Vraiment? Et ça va? Lâchais-je.
"Quel est?"
«Vous savez tout ce que vous faites. D'après ce que je sais, les femmes de votre pays ne sont pas autorisées à faire des choses. Alors, j'ai pensé que ce ne serait pas le cas, que devrais-je dire… autorisé, répondis-je.
Elle resta silencieuse un moment et je me demandai si j'étais allé trop loin.
"Comment savez-vous cela?" Me demanda-t-elle d'un ton sérieux.
Soudain, j'étais mal à l'aise.
Je me sentais stupide, embarrassé de mon ignorance. La vérité était que je ne savais pas. Je ne savais vraiment rien sur l'islam et les femmes musulmanes, à part ce que j'avais lu et entendu à leur sujet. Je n'étais jamais allé dans un pays islamique et n'avais aucun ami musulman. Ma notion était présupposée et stéréotypée et à ce moment-là, j'en suis soudain très consciente.
"Eh bien, c'est ce que l'on entend tout le temps." Je devais dire quelque chose, mais même en le faisant, j'ai réalisé à quel point cela semblait faux.
"Ne croyez pas tout ce que vous entendez", dit-elle avec autorité. «La réputation de mon pays et de ma religion envers ses femmes est faussée, mais chaque pièce a deux faces. Je suis tout autant une réalité que la femme battue et soumise dont vous parlez. ''
Puis elle sourit. «Ça va, vous n'êtes pas la première personne à me poser cette question», a-t-elle déclaré.
Elle portait un tailleur-pantalon et j’imaginais que c’était pour le bénéfice de la conférence.
«Qu'en est-il de porter le hijab? Est-ce votre choix aussi? Demandai-je. C'était une question audacieuse. Encore.
"Oui, tout à fait." Répondit-elle sans une pause cette fois.

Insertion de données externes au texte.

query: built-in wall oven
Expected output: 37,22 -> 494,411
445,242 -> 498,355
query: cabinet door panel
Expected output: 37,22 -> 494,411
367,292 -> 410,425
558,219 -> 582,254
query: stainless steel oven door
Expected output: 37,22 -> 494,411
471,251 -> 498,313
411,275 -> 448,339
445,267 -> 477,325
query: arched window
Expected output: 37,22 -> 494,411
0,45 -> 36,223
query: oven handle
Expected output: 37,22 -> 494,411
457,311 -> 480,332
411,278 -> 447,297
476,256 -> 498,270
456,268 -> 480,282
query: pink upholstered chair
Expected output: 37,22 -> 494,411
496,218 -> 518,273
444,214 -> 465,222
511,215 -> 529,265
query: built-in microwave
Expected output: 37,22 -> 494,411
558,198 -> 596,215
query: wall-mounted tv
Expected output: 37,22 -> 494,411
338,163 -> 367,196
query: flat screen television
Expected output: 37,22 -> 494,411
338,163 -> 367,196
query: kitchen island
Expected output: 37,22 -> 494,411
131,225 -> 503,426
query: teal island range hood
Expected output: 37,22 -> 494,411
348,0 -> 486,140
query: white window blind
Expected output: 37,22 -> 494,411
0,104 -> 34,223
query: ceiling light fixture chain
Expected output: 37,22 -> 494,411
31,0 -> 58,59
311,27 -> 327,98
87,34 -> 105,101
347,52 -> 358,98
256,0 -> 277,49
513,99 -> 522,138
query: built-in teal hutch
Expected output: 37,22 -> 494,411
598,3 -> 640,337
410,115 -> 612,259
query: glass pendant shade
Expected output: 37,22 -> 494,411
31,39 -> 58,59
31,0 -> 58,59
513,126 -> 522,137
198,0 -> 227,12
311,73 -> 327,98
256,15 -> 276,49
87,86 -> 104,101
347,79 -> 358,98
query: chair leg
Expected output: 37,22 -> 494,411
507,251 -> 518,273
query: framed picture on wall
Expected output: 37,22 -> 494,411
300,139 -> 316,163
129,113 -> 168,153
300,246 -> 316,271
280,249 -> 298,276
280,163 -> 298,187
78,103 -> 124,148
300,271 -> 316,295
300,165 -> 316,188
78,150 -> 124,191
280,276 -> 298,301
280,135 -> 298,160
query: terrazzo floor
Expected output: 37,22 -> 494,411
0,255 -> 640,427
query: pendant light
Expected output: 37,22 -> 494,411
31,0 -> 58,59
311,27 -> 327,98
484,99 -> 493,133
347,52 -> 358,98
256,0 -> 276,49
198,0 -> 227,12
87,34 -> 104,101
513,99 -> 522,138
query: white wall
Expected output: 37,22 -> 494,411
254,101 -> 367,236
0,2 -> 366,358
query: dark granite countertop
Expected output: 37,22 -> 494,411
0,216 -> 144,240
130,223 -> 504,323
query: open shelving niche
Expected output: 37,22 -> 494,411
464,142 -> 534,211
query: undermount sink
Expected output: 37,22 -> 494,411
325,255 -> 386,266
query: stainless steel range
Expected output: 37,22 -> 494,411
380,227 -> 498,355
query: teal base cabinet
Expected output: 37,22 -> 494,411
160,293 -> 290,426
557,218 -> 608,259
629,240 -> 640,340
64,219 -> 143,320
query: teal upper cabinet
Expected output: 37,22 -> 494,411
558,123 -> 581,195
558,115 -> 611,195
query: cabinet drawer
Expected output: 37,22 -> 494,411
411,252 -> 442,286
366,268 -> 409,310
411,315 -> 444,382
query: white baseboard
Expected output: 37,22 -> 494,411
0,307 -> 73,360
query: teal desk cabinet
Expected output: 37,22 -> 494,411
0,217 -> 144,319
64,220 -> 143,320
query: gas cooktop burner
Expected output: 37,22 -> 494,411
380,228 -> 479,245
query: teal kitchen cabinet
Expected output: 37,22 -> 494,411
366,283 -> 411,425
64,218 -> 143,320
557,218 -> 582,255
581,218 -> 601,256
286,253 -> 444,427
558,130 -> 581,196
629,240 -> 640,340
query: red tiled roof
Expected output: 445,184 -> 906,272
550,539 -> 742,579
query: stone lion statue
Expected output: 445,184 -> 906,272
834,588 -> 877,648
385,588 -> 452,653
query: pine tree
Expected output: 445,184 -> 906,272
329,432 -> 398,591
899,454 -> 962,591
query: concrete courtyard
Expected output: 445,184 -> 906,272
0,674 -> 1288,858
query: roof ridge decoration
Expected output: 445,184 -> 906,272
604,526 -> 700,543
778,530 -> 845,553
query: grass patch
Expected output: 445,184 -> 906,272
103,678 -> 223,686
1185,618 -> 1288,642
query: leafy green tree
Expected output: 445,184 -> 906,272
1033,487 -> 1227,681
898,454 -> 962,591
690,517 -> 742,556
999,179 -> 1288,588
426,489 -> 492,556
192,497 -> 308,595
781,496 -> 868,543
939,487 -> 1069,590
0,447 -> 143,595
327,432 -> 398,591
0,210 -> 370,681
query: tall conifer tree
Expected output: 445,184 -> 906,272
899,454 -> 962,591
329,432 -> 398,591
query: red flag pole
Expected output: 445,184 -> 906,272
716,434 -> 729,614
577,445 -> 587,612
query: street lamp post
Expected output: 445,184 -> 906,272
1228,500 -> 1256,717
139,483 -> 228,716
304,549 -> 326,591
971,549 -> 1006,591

«Est-ce que cela ne vous classe pas plus, cependant? Surtout si vous essayez de casser une image, questionnai-je. «Vous voulez dépeindre les femmes saoudiennes new-age comme progressistes et extraverties, mais vous ne pouvez toujours pas briser complètement les chaînes. Où cela s'inscrit-il? ''
Elle a ri.
«Vous savez quoi, répondit-elle, je ne suis pas en mission pour changer quoi que ce soit. Je suis ce que je suis et ça passe, quoi qu'il arrive. Je suis libéré dans ma tête mais enraciné dans ma culture. Ces deux facteurs coexistent dans ma vie. Ils sont inhérents à moi. Pourquoi lâcherais-je l'un à cause de l'autre?
Cette fois, c'était à mon tour de me taire.
J'étais dans le bus en direction du terminal 7 de l'aéroport. Mon vol de retour vers le Kansas devait partir à 6 heures du matin. J'ai regardé par la fenêtre du bus pendant que Tanvi dormait dans la poussette.
Nous avions parlé longtemps avant que le moment soit venu pour moi de partir. Elle m'avait montré des photos de sa famille sur son ordinateur portable. Elle était l'aînée des triplés. Sa sœur et son frère vivaient à la maison et poursuivaient tous deux leurs études. Ses parents étaient médecins et avaient un visage amical.
Elle a eu une étincelle dans les yeux quand elle a parlé de sa famille. Elle était heureuse.
Je dépliai le morceau de papier que je tenais dans ma main. Elle avait rapidement écrit ses coordonnées avant que je ne me dépêche de partir.
Je l'ai regardé pendant une seconde.
'Nilofer. Khan. Habibullah ', disait-elle, et elle l'avait signé avec un petit sourire.